Fotografias surpreendem profissional
“Fiquei surpreendido com muitas fotografias, tanto pelo objecto captado, como pelos enquadramentos e pela sensibilidade demonstrada”, confessa João Margalha, o fotógrafo que coordenou de perto o trabalho dos habitantes. Mesmo apesar de serem usadas máquinas compactas de baixa especificação, “não estava à espera de ver tantas fotografias e tão boas”. “Apenas foi explicado onde se ligam e desligam as máquinas e onde se deve carregar para tirar as fotografias”, recorda.

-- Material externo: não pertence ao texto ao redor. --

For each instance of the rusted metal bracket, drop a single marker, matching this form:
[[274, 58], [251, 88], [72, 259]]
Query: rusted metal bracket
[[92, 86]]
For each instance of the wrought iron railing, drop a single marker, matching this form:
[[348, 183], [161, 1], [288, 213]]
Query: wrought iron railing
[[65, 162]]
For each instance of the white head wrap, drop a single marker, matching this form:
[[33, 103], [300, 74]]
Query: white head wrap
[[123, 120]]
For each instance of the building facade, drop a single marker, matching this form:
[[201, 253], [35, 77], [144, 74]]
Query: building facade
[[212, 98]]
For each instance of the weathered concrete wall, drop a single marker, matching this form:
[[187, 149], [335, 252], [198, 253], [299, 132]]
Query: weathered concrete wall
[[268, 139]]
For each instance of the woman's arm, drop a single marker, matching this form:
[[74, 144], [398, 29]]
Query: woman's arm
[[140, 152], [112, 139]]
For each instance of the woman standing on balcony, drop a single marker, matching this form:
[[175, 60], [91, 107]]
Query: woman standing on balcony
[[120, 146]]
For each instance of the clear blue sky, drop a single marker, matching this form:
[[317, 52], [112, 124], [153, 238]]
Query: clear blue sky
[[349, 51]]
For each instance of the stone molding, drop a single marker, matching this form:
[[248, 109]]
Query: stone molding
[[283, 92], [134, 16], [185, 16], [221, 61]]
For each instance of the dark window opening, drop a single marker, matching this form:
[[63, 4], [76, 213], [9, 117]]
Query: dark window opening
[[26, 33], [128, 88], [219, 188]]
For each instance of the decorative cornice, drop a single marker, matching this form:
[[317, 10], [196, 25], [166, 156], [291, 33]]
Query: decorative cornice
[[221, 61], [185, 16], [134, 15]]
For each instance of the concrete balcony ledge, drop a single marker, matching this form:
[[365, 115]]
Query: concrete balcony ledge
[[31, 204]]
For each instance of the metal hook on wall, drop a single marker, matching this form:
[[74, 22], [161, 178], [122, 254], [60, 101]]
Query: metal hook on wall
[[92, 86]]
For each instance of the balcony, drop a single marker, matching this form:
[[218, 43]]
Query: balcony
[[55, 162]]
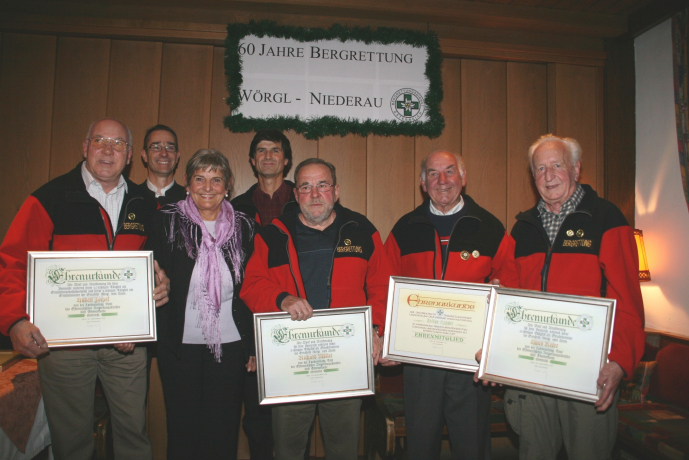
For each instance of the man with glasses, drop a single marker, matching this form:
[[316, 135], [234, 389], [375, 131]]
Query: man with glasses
[[93, 207], [315, 256], [448, 237], [161, 156]]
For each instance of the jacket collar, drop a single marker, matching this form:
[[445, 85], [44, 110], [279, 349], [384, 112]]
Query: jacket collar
[[587, 205]]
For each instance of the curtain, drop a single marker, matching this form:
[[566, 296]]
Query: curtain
[[680, 64]]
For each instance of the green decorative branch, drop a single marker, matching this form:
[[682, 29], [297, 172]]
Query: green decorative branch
[[325, 126]]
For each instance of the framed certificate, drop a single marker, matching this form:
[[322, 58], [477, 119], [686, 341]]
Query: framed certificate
[[325, 357], [552, 343], [91, 297], [435, 323]]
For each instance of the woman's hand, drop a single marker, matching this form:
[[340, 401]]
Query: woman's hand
[[251, 364]]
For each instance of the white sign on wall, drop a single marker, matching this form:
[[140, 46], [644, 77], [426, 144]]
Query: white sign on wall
[[332, 85]]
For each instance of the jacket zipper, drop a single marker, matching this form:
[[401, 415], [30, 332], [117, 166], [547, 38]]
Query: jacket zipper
[[332, 265]]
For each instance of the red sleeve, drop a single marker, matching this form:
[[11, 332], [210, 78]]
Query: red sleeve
[[392, 251], [503, 265], [31, 230], [620, 264], [259, 289], [377, 280]]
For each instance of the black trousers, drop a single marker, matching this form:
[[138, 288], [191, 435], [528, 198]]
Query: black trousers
[[203, 400], [257, 423], [435, 396]]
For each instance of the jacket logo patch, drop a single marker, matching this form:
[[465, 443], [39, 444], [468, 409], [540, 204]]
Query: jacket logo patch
[[134, 226], [349, 248], [577, 243]]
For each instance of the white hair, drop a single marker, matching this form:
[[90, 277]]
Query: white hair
[[130, 138], [460, 164], [571, 145]]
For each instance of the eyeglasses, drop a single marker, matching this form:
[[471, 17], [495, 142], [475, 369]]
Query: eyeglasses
[[101, 142], [159, 147], [322, 188]]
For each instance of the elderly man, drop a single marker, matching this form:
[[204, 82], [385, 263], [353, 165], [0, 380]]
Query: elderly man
[[161, 156], [574, 242], [304, 261], [83, 210], [270, 155], [449, 237]]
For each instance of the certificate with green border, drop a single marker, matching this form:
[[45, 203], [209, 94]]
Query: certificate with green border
[[435, 323], [551, 343], [91, 297], [327, 356]]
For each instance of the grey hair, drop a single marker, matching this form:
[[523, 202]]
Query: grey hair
[[209, 158], [130, 138], [571, 145], [315, 161], [460, 164]]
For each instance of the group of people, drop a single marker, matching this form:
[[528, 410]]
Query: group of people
[[284, 246]]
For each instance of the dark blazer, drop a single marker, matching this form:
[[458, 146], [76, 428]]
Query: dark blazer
[[173, 258], [172, 195]]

As fotografias expostas não são assinadas. “Não queremos que ninguém fique triste por não ter nenhuma das suas fotografias exposta”, explica a coordenadora Manuela Margalha. Mas segundo João Margalha, “a maioria dos participantes têm aqui fotografias”.
Casal aposta em Janeiro de Cima
Para além de sedearem a empresa Curso de Água em Janeiro de Cima, Manuela Margalha e João Margalha, de 33 e 40 anos, respectivamente, são também proprietários de uma casa de turismo rural na localidade, a Casa de Janeiro. A decisão de apostar na aldeia deve-se às raízes de Manuela Margalha, pois é a terra que a viu nascer e crescer. Os dias úteis da semana são passados em Aveiro.

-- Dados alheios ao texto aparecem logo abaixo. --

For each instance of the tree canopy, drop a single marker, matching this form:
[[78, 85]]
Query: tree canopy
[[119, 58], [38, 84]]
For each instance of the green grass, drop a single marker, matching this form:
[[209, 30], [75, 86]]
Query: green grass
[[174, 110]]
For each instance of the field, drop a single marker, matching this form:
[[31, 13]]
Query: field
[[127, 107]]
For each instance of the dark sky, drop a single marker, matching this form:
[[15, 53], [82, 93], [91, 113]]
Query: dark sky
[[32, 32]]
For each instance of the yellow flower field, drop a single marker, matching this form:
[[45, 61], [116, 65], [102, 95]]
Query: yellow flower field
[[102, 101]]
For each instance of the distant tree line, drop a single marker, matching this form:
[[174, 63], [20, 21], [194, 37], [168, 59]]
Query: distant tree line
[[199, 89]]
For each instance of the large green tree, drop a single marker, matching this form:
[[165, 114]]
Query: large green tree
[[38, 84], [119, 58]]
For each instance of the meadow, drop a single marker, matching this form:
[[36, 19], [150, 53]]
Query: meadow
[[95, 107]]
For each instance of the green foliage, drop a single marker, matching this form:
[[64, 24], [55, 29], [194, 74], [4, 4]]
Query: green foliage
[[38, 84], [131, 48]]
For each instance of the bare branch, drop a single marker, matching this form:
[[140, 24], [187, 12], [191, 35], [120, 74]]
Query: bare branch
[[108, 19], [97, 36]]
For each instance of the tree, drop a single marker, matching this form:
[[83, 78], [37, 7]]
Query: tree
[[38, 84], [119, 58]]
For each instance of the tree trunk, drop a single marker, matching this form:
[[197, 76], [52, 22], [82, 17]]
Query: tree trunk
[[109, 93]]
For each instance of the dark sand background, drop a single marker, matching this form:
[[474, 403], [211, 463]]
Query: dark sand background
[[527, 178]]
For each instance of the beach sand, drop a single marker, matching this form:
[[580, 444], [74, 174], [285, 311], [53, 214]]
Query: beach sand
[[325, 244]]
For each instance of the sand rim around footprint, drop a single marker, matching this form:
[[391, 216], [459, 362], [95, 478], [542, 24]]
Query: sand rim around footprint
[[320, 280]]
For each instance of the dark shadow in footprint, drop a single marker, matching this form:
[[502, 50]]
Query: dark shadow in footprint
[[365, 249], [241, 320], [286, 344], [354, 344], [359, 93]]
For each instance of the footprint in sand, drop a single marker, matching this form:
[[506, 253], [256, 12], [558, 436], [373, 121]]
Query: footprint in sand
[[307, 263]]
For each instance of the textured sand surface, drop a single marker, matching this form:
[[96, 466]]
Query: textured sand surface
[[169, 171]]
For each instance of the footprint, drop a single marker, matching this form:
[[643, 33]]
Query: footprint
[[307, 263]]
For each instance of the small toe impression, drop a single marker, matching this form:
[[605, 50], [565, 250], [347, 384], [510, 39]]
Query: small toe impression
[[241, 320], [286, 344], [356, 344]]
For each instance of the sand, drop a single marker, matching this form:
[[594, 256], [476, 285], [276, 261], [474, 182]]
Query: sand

Habitantes falam da experiência
Os testemunhos
Álvaro Dias tem 57 anos e é padeiro há 20, em Janeiro de Cima, terra que o viu nascer e também partir, primeiro para Angola e depois para a Suíça. Actualmente, concilia a arte de fazer pão com a presidência da Junta. Foi com surpresa que verificou ter quatro imagens suas em exposição na FotoXisto. “Não esperava, porque até acho que sou fracote nisto da fotografia”, descreve, a sorrir. Nunca antes tinha participado numa iniciativa deste género e nem tal lhe passava pela cabeça, até surgir o convite dos coordenadores. “Eu tirava fotografias lá em casa, para a família, mas agora até gosto e acho que me vou dedicar a tirar mais”. Para Álvaro Dias, “é importante que estas acções sejam feitas para dinamizar as localidades, porque ficamos a conhecer outras terras que não conhecemos e nos desperta o interesse”.
RECORDAÇÕES
António Silva tem 70 anos e reside em Janeiro de Cima. Viveu na aldeia até aos 12 anos, altura em que foi estudar para Castelo Branco. Alguns anos mais tarde, emigrou para Angola, sendo depois obrigado a partir devido à guerra civil. Depois de alguns anos na Suíça, retornou a Portugal, para se instalar em Castelo Branco. A Janeiro de Cima voltou para “gozar os tempos de reforma” e para não mais partir. As fotografias que tirou reflectem histórias de outrora da sua aldeia e que contrastam com a actualidade. Casas tradicionais actualmente recuperadas e que mantêm a sua arquitectura original, assim como recantos e travessas, são a maioria dos alvos da sua objectiva. Outro dos exemplos que narra, ao Diário XXI, ao pormenor, é a fotografia da zona da hidroeléctrica de Janeiro de Cima. “Dantes, esta zona ficava completamente inundada e todos os habitantes iam ver «deitar a barca». Era um espectáculo: as pessoas tinham de passar o rio de barca para irem cuidar dos animais e dos moinhos, na outra margem”, conta. Conforme recorda, “as pessoas que precisavam passar o rio, pagavam aos barqueiros em géneros, como milho ou azeite, e essa avença era recolhida de porta em porta”.Sobre a iniciativa, considera tratar-se de “algo inédito e muito interessante”, porque “nos faz querer visitar as aldeias que não conhecemos”. António silva ficou curioso com a freguesia de Foz do Cobrão, pelas tradições dos garimpeiros. “Esta não conheço e gostava de ver como se procurava o ouro”, afirma expectante.